Sometimes I will spend an evening on the back porch, looking up at a sky that could cause an atheist to believe in God. In the mountains on a clear night, away from the amber-pink glow of the city lights, stars come out and shine brilliantly. Nights like these also signal a cold morning, but I will take that weight in order to sit under a cloudless sky and let the minutes fall away.

Life has continued. My job keeps me busy, on my toes, and occasionally teeters me over an edge, pulls me back before I fall, dusts me off, and gives me a shove in the right direction. A new car gives me something to look at: a cut stone that provides pleasure. The weather grows warmer, dips into cold, stumbles, changes its mind. The sun comes up, the sun goes down.

And I think about my future, about not knowing where I am going. There was a time when everything that was going to happen was certain; all I had to do was sit back and let it happen. I've since learned that sitting back and waiting was perhaps the biggest mistake I ever made. The future is not a straight line, and it will not catch up with you. If you are complacent, the future may simply bitch-slap you on its way by, demonstrating the Doppler effect as it screams past. How fast? The speed of sound? The speed of light? As far as I can tell, the speed of life doesn’t have a measure; there is no way to comfort oneself by mapping or drawing diagrams. My life ain't a pie chart.
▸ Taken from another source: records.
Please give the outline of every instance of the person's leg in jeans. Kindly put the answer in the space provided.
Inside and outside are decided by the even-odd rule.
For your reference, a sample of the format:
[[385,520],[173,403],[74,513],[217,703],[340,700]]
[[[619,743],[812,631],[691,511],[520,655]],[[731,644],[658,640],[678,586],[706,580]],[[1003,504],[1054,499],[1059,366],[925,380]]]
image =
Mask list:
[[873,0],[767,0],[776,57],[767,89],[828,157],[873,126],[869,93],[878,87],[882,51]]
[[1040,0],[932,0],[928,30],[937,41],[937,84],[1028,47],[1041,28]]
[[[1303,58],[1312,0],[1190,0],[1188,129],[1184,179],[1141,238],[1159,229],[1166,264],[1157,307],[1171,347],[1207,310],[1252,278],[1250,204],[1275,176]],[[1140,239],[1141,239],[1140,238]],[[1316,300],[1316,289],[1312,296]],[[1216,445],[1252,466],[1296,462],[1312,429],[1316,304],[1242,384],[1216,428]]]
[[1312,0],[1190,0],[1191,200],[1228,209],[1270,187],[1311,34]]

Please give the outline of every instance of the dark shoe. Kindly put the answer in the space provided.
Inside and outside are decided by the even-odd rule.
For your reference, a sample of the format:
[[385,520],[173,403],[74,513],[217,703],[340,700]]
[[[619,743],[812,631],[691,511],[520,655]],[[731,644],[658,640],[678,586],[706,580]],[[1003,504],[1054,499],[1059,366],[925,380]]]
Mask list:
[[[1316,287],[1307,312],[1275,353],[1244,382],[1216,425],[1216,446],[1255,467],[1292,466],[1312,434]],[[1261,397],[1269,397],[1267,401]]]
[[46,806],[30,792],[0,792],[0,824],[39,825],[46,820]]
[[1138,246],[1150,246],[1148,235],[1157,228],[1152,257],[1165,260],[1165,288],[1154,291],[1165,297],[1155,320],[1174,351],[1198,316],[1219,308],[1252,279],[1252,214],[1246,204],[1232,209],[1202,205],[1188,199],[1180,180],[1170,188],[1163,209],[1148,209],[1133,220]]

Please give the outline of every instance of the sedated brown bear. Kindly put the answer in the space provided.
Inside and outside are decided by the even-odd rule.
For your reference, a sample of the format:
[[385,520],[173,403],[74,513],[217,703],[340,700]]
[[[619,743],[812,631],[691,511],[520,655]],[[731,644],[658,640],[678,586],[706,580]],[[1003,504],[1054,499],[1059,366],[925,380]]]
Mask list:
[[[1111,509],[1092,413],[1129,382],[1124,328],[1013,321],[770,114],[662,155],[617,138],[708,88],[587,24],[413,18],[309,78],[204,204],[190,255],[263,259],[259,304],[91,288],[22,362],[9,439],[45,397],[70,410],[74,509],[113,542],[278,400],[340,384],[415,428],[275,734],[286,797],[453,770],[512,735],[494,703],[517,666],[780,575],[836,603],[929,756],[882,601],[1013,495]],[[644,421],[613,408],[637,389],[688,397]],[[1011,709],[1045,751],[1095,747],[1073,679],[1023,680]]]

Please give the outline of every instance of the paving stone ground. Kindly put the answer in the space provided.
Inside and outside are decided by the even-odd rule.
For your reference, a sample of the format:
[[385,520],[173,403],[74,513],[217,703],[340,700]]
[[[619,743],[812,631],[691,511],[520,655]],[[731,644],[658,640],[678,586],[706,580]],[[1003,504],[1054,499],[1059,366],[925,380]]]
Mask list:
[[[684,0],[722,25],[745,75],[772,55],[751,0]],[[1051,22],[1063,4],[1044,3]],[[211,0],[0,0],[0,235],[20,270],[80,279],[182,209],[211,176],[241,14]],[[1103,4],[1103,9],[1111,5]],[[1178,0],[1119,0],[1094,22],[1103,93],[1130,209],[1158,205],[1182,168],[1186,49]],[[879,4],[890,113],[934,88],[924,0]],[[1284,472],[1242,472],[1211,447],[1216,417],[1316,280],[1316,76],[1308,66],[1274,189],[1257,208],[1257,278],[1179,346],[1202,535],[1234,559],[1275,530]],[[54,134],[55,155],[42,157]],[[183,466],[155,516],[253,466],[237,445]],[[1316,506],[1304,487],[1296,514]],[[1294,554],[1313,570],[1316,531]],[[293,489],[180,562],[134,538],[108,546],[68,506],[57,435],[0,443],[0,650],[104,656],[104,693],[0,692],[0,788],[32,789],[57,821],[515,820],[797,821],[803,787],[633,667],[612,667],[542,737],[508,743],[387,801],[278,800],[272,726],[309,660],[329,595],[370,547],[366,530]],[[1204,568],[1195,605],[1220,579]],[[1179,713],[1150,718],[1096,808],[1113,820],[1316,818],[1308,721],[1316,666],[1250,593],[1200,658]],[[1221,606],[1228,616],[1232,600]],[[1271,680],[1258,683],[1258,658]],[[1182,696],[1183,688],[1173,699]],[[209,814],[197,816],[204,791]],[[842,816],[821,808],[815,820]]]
Ah, this late night gibberish.

My time is spread out before me, not unlike my late mountain night sky. I don't care how clichéd of a metaphor that is, I'm gonna use it anyway. There is nothing more liberating that realizing that you are free to do what you choose, to carry that weight, to fire yourself into the world like a roman candle, aiming for a place among the stars. I'm still young enough to see the romance in travel, to find meaning in jumping in a car, pointing the nose in a cardinal direction, and just driving. I'm not looking for anything specific, but I know, if I drive long enough and stay true to my route, that I will eventually end up exactly where I want to be.

I never claimed to be an anti-romantic.

I think I'm gonna go look at the stars a little more before I go to bed.